For me, this is the part of the RNS that supports management’s confidence. A software business can survive a lumpy half if the order book is fat enough and conversion remains solid.
Cerillion cash, dividend and balance sheet still look like a strength
One thing Cerillion continues to have is financial resilience. Net cash rose slightly to £32.5 million, and net assets increased 18% to £60.6 million. That gives the company room to invest, pay dividends, and absorb timing swings without looking stretched.
That said, cash generation was softer. Net cash generated from operations fell to £1.7 million from £7.0 million, and free cash generation dropped to £0.5 million from £5.9 million. That is the downside of lower profitability in the half.
Even so, the board lifted the interim dividend by 15% to 5.5p. That is a confident signal. Companies do not usually increase payouts if they are seriously worried about the year ahead.
Product development, AI messaging and the Ucom rollout add useful support
There were a couple of other encouraging operational points. The Ucom project in Armenia, originally agreed in January 2025 and worth $11.4 million, is progressing well, with cutover scheduled for the autumn. Another successful delivery here would give Cerillion a second useful regional reference site.

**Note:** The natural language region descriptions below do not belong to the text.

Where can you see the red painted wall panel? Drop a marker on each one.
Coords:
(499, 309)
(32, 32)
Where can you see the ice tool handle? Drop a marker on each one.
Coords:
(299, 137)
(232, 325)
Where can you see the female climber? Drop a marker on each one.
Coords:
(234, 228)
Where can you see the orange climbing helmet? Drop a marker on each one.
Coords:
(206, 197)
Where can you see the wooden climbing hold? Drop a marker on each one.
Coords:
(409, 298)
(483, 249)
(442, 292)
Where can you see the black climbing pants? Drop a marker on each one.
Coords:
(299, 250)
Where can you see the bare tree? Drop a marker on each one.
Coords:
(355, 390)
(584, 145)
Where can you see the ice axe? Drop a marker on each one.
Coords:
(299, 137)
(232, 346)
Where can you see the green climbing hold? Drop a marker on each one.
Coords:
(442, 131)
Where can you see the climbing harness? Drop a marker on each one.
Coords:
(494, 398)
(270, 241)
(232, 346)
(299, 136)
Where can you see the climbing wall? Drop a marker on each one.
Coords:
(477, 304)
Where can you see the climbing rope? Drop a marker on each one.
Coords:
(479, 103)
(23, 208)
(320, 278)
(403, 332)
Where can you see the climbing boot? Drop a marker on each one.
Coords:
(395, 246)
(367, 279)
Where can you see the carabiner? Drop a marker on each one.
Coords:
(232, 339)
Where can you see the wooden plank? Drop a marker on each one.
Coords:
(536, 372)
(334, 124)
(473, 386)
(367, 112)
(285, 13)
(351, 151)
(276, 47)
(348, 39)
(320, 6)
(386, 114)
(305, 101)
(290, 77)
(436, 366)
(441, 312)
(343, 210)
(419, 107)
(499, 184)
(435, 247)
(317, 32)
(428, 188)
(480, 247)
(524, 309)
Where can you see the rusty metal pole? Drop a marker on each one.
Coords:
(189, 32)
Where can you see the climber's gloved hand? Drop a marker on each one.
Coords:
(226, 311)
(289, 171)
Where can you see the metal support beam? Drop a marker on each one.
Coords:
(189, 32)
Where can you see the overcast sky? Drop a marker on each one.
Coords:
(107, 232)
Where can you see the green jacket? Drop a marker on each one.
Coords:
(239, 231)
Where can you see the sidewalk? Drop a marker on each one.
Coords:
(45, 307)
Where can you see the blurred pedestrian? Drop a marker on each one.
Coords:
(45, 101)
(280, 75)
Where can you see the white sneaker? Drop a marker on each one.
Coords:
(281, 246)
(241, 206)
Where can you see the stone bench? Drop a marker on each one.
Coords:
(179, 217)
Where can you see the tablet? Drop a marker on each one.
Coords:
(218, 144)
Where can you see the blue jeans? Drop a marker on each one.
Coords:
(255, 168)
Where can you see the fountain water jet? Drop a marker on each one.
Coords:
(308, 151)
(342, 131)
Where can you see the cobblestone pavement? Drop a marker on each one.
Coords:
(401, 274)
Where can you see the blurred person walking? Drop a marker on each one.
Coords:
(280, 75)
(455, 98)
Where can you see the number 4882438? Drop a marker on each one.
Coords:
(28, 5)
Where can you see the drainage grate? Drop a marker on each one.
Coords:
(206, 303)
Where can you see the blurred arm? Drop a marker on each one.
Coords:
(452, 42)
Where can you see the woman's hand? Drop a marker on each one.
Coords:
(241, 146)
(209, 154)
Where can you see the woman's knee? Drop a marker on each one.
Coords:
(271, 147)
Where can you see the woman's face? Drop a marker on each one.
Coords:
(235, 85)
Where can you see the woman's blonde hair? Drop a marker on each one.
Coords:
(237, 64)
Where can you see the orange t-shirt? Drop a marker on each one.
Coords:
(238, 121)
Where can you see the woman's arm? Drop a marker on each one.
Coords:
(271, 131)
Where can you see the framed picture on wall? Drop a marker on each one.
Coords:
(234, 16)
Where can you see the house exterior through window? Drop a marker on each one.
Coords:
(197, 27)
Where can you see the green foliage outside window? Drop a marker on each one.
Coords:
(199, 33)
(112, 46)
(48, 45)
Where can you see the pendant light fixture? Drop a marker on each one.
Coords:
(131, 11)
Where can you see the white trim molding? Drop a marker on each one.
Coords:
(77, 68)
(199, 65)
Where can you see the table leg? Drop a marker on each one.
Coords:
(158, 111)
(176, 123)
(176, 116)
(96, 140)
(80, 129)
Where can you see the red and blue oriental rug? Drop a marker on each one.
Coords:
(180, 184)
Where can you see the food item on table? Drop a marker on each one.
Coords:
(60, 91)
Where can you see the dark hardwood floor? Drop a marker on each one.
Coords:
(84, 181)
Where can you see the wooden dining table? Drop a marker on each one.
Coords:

The latest software release, Cerillion 26.1, introduced Agent2Agent capabilities. In simple terms, that means AI agents can coordinate multi-step tasks across systems instead of working in isolation. It is interesting product development, although I would treat it as supportive rather than a near-term financial game changer.
Management also pushed back on the idea that AI could make established telecoms software vendors obsolete. That feels fair enough. Billing and operational platforms for telecoms are mission-critical, rules-heavy systems, and customers usually want reliability over experimentation.
What investors should watch in H2 2026 after Cerillion’s interim results
- Whether the expected software licence revenue actually lands in H2.
- Whether margins recover as the revenue mix improves.
- Progress on Omantel implementation and any signs of project slippage.
- Further extensions and renewals from existing customers, which management is counting on.
- Cash conversion, which was notably weaker in H1.
My verdict on Cerillion PLC’s H1 2026 results for retail investors
This is a good news and bad news update. The bad news is obvious: revenue, margins, profit and earnings per share all fell sharply in the half. If you only read those figures, you would come away disappointed.
The good news is more important, in my opinion. Cerillion has landed its biggest contract ever, doubled new orders, built a record back-order book, kept net cash strong, raised the dividend, and said full-year expectations remain intact. The exact consensus market expectation is not disclosed, but the board is clearly sticking its neck out.
So the market debate now becomes very clear. Is H1 just a timing dip, or the first sign that growth is getting more uneven? Based on this RNS alone, I would lean towards the timing-dip argument – but with one condition. Cerillion now needs to deliver a strong H2, because the company has told investors pretty directly that most of the year depends on it.
That makes the next set of results especially important. For now, this looks like a solid trading story with a lumpy accounting profile, rather than a broken one.